The chief executive of JP Morgan has said the bank may cut its UK workforce by more than 25% if different financial rules are adopted following Brexit, according to BBC News.
Boss Jamie Dimon said drastic staff cuts were not needed immediately after the referendum but in the longer term there may be cuts if Brexit talks failed to ensure a smooth transition and an outcome which is similar to current arrangements. Dimon said failure to achieve this would harm London’s status as a global financial hub.
In the run-up to the referendum, Dimon said that around 4,000 jobs would be lost if the UK voted to leave the European Union. Critics said this was part of ‘Project Fear’. The job losses were subsequently revised down to around 500 – 1,000 posts.

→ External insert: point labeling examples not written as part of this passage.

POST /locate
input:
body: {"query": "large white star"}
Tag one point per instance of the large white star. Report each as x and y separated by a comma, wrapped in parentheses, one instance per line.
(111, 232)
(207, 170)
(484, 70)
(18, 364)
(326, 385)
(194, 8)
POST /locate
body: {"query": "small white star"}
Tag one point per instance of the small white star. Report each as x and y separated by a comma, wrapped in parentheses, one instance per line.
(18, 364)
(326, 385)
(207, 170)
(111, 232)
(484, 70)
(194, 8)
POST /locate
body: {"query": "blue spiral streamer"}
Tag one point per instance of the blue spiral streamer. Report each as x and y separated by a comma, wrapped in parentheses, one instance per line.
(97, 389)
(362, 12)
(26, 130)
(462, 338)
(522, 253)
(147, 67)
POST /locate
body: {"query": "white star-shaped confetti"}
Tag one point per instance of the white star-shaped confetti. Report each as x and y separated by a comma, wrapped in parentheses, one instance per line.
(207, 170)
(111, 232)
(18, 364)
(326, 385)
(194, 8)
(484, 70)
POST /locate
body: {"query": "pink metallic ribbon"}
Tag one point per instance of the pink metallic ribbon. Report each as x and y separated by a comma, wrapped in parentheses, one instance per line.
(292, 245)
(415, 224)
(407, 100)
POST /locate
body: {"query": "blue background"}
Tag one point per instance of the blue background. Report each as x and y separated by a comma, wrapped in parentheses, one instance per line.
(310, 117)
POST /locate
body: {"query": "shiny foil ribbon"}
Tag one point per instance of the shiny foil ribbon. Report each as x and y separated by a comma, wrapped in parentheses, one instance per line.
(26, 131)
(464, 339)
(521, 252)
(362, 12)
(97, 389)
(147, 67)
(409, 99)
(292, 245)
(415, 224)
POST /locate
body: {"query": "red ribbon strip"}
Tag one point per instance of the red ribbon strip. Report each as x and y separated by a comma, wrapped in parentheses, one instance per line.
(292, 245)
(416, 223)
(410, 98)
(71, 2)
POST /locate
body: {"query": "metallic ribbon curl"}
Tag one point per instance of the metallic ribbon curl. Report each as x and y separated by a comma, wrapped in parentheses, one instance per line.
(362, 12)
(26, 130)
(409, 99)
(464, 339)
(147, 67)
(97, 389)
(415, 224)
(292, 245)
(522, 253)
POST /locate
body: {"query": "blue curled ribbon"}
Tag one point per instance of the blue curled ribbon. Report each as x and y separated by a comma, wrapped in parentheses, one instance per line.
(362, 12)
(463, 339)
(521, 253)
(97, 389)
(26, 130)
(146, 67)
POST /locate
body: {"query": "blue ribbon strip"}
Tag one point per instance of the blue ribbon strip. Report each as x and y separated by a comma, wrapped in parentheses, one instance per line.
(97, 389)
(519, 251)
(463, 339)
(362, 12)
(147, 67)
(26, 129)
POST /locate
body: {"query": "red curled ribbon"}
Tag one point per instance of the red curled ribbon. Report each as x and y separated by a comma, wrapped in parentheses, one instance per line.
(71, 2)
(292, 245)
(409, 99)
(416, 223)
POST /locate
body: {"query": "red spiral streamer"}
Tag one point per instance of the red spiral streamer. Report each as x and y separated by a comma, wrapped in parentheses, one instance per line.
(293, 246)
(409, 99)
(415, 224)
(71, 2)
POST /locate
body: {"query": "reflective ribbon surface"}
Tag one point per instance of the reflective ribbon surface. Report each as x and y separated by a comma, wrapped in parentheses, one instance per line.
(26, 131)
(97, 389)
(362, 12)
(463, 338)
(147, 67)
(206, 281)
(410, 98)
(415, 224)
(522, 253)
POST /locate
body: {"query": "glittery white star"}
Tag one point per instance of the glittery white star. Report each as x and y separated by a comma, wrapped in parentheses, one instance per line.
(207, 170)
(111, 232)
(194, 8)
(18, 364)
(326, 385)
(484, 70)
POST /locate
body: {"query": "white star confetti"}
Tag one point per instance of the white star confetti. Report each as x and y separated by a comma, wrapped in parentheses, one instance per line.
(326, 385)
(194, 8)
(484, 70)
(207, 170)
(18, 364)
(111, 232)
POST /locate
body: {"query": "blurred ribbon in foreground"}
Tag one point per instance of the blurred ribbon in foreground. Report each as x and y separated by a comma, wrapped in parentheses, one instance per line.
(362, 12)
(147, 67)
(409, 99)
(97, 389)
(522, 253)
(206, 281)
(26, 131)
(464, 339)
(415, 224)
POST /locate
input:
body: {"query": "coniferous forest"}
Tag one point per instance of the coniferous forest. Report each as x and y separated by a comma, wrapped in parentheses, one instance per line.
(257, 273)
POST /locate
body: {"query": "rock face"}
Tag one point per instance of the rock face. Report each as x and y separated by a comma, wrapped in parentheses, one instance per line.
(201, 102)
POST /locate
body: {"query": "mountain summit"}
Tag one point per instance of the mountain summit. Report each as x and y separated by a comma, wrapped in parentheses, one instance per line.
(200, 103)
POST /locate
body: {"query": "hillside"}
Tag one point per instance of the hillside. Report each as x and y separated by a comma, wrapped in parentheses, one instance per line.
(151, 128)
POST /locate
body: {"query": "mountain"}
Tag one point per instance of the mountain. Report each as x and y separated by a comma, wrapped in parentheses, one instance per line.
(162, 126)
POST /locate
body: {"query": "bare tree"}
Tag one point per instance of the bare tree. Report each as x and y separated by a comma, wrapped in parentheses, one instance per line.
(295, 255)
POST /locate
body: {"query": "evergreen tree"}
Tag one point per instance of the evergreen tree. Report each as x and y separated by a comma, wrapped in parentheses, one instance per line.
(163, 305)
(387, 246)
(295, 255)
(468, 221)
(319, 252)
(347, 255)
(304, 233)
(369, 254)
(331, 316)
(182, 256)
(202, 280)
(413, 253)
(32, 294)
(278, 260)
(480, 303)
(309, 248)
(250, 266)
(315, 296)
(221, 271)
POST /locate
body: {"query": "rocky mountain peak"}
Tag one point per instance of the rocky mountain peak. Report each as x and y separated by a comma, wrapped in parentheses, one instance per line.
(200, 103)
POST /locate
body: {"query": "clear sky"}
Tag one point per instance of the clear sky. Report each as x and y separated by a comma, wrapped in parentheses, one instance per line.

Dimon said: “If we can’t find reciprocal recognition of rules – and there are a lot of people who are mad with the Brits for leaving and want their pound of flesh – then it could be bad. It could be more than 4,000.”
A government spokesperson said that the country’s competitiveness would be preserved following Brexit, and that a partnership with the EU “based on our rules and regulations being the same at the start and on our shared belief in free trade and a commitment to regulatory standards” would be established.
JP Morgan and fellow leading bank Goldman Sachs have indicated they will move substantial parts of their EU operations to Frankfurt if the resulting arrangements are not satisfactory.